Utilizzando la politica e fidando nella distrazione degli europei, Mosca
ha lavorato all’interno delle due regioni confinanti a Ovest, la
Bielorussia e l’Ucraina. Ha sostenuto partiti post-sovietici, ha
coltivato l’ascesa di leader amici, Lukashenko a Minsk, Yanukovich a
Kiev, ha cercato di riassorbire all’interno della propria orbita le due
repubbliche sfuggite dal seno dell’Urss.
Irritata dall’influenza americana nelle ex repubbliche sovietiche
dell’Asia centrale, rafforzata sull’onda della lotta al terrorismo
islamista e al regime talebano dell’Afghanistan, la nuova Russia di
Putin ha deciso di mettere i suoi paletti verso Occidente. Varsavia sì,
Minsk no. E Kiev neppure. L’Ucraina così è divenuto il nuovo fronte di
una guerra fredda che rischia di risorgere quindici anni dopo. Il Muro
di Berlino ricompare a mille e cinquecento chilometri più ad Est sotto
forma di brogli elettorali. Almeno questo sostiene il candidato
sconfitto, il filo-occidentale e liberale Viktor Yushchenko e tutte le
organizzazioni internazionali che hanno controllato la regolarità delle
elezioni. In un paese spaccato a metà, politicamente ma soprattutto
geograficamente, con le regioni dell’Ovest tutte con Yushchenko e le
marche orientali tutte con Yanukovich, la chiamata alla mobilitazione
del candidato liberale e lo stato d’allerta della polizia rischiano di
portare la situazione sull’orlo della guerra civile. Il richiamo ai
minatori della Crimea, che Yanukovich ha improvvidamente fatto l’altra
sera, rimanda a immagini rumene e riporta alla memoria le cupe e
drammatiche ultime ore di Ceausescu.
Kiev, il terminale di molti progetti europei, dei corridoi
tranfrontalieri, la sede di tante aziende occidentali e italiane, la
capitale dell’allargamento prossimo venturo, rischia in queste ore di
cadere in un vortice che sa di passato. Putin, dopo un primo
sbilanciamento a favore del candidato filo-russo, è apparso questa
mattina più prudente e più possibilista. Il presidente della Repubblica
ucraina ha assicurato che le forze di polizia non interverranno.

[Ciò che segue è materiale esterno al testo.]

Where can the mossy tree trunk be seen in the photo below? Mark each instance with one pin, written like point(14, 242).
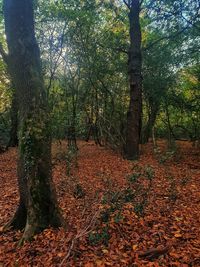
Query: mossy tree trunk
point(134, 113)
point(13, 142)
point(147, 132)
point(38, 207)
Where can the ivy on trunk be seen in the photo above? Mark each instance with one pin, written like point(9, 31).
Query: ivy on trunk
point(38, 208)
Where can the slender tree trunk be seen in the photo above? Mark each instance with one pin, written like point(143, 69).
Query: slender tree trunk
point(134, 70)
point(150, 124)
point(38, 207)
point(14, 122)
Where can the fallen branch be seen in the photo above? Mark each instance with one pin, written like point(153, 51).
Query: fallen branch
point(80, 234)
point(154, 252)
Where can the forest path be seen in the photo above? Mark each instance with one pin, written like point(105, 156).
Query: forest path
point(129, 216)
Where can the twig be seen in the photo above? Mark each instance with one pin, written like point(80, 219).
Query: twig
point(81, 233)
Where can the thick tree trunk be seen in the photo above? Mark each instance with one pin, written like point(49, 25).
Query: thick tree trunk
point(134, 69)
point(38, 207)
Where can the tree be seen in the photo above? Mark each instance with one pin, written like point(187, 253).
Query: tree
point(135, 81)
point(38, 207)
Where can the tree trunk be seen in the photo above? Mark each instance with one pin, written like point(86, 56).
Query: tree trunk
point(38, 207)
point(134, 70)
point(150, 124)
point(14, 122)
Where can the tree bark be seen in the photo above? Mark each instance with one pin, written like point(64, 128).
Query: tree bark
point(13, 142)
point(150, 124)
point(135, 79)
point(38, 207)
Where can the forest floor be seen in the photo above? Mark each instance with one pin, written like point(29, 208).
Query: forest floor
point(118, 212)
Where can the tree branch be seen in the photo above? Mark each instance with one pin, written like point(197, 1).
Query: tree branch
point(3, 54)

Finalmente in giornata s’è mosso anche Barroso, chiedendo a nome dell’Ue
di interrompere il conteggio dei voti per verificare le accuse di
brogli. Sono ore delicate in cui l’Ucraina, l’Europa ma anche l’America
e la Russia si muovono sul filo di una crisi che, se non fermata in
tempo, potrebbe aprire scenari inattesi.